Matthieu Hoffstetter

JOURNALISTE À BILAN

Titulaire d'une maîtrise en histoire et d'un Master de journalisme, Matthieu Hoffstetter débute sa carrière en 2004 au sein des Dernières Nouvelles d'Alsace. Pendant plus de huit ans, il va ensuite couvrir l'actualité suisse et transfrontalière à Bâle pour le compte de ce quotidien régional français. En 2013, il rejoint Bilan et se spécialise dans les sujets liés à l'innovation, aux startups, et passe avec plaisir du web au print et inversement. Il contribue également aux suppléments, dont Bilan Luxe. Et réalise des sujets vidéo sur des sujets très variés (tourisme, startups, technologie, luxe).

«SwissLeaks»: et maintenant?

Depuis dix jours, les dossiers «SwissLeaks» s’étalent en une des médias. Plus de 106 000 noms de détenteurs de comptes chez HSBC en Suisse, des années 1980 à 2008, sont sortis. Parmi eux, trafiquants, fraudeurs fiscaux, financiers du terrorisme, mais aussi personnalités du monde du spectacle, du sport, de la mode, des affaires et même des têtes couronnées.

Mais si 106  458 noms ont surgi de 203 pays ou territoires différents pour un total de 102 milliards de dollars (2006-2007), le cas de la France est particulier. Avec 9187 clients et 12,5 milliards d’avoirs, notre voisin se retrouve aux 2e et 5e  rangs pour les deux classements établis par le Consortium international des journalistes d’investigation. Or, seuls 62 contribuables français ont fait l’objet de poursuites judiciaires pour fraude fiscale, tandis que plusieurs centaines d’autres ont réglé leur situation fiscale sans passer au tribunal.

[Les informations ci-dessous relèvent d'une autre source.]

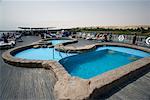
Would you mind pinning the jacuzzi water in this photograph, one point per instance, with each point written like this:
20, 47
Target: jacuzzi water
54, 42
87, 65
42, 54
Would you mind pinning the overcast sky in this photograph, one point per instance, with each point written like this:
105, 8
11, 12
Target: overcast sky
73, 13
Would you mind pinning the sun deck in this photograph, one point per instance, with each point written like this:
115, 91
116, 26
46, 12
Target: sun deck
27, 83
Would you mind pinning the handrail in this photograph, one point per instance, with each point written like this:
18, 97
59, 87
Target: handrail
53, 53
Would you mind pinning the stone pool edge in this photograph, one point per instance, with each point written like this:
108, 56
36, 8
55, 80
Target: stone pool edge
68, 87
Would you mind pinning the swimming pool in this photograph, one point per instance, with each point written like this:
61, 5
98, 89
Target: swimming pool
54, 42
103, 59
86, 65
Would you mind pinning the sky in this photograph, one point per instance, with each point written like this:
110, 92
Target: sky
73, 13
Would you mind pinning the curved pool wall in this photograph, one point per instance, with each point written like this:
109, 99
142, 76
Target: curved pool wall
55, 42
90, 87
101, 60
42, 54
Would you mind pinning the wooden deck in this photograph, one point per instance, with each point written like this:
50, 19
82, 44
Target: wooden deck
37, 84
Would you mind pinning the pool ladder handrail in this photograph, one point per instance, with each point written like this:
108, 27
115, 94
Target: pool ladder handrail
68, 51
53, 53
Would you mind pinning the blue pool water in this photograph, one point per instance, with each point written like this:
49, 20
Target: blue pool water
54, 42
87, 65
91, 64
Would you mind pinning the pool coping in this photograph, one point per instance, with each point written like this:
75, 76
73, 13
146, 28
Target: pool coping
74, 87
20, 62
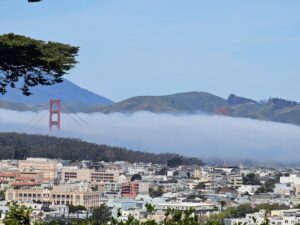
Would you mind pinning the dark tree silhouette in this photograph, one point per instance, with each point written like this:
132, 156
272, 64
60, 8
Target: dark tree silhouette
26, 62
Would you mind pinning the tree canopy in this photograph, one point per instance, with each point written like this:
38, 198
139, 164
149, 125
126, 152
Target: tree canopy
27, 62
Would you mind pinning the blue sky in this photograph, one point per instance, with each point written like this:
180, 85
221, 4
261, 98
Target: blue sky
154, 47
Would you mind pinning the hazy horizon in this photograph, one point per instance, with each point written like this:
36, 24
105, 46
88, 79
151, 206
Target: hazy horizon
202, 136
162, 47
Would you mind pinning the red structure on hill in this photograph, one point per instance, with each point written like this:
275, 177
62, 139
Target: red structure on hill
54, 114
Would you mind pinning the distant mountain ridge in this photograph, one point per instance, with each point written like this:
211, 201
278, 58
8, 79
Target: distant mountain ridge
80, 100
67, 91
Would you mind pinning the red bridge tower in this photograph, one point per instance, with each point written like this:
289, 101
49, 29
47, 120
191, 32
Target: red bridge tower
54, 114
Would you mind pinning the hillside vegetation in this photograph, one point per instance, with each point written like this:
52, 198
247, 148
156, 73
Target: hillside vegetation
20, 146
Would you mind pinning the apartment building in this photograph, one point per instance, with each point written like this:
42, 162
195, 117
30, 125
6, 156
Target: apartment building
133, 188
59, 195
89, 175
47, 166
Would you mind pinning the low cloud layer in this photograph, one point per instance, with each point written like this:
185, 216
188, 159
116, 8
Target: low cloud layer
191, 135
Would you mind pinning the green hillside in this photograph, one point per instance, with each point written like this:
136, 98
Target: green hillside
20, 146
191, 102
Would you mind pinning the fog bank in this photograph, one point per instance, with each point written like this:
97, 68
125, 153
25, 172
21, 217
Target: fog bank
202, 136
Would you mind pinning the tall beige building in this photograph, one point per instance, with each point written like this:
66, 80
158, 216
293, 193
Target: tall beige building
89, 175
59, 195
47, 166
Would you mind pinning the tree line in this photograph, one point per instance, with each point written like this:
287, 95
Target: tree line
20, 146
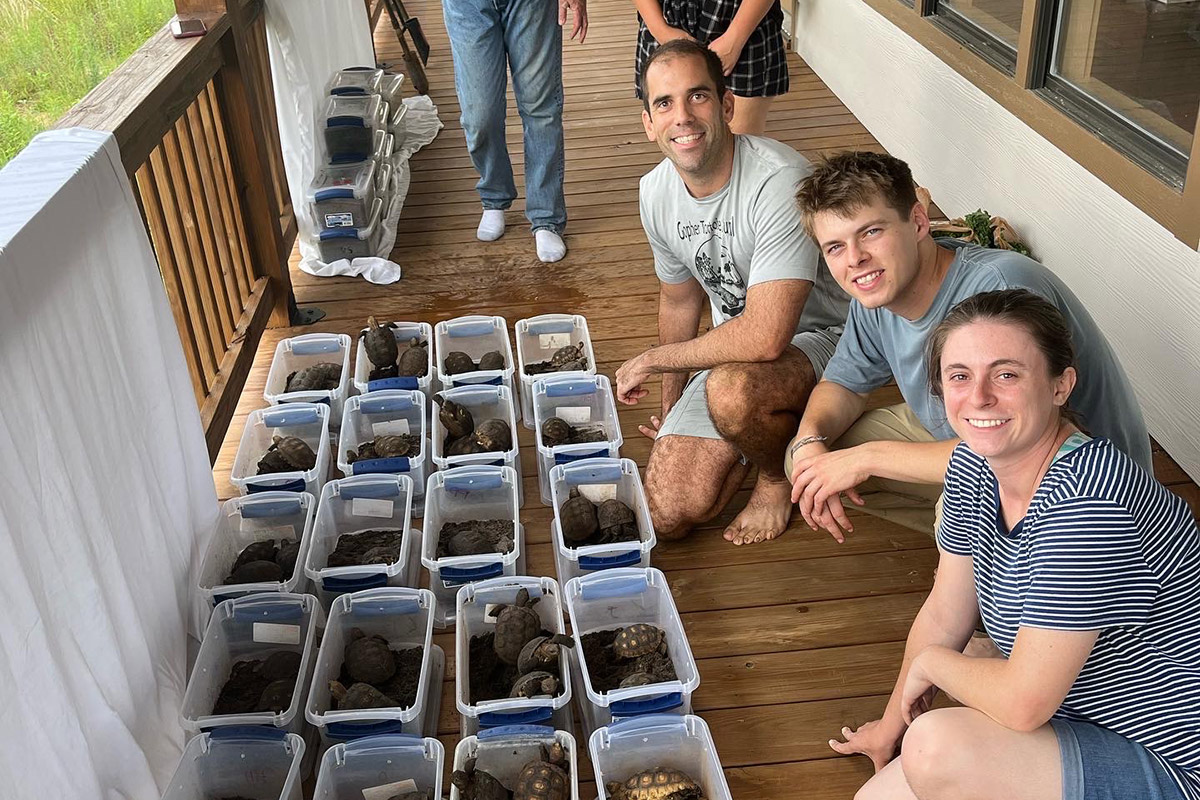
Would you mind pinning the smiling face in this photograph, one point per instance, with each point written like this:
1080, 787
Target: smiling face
687, 118
1000, 395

Il convient de saluer le travail des 147 journalistes de l’ICIJ qui ont épluché 36  000 fiches et 3,3 gigaoctets de fichiers: la fraude fiscale est un délit et il est salutaire de traquer ceux qui n’accomplissent pas civiquement leur devoir de citoyen contribuable. Mais la publication des listings pose deux problèmes: ceux qui ne devraient pas voir leur nom figurer et qui y sont, et ceux qui devraient apparaître et qui ont mystérieusement disparu.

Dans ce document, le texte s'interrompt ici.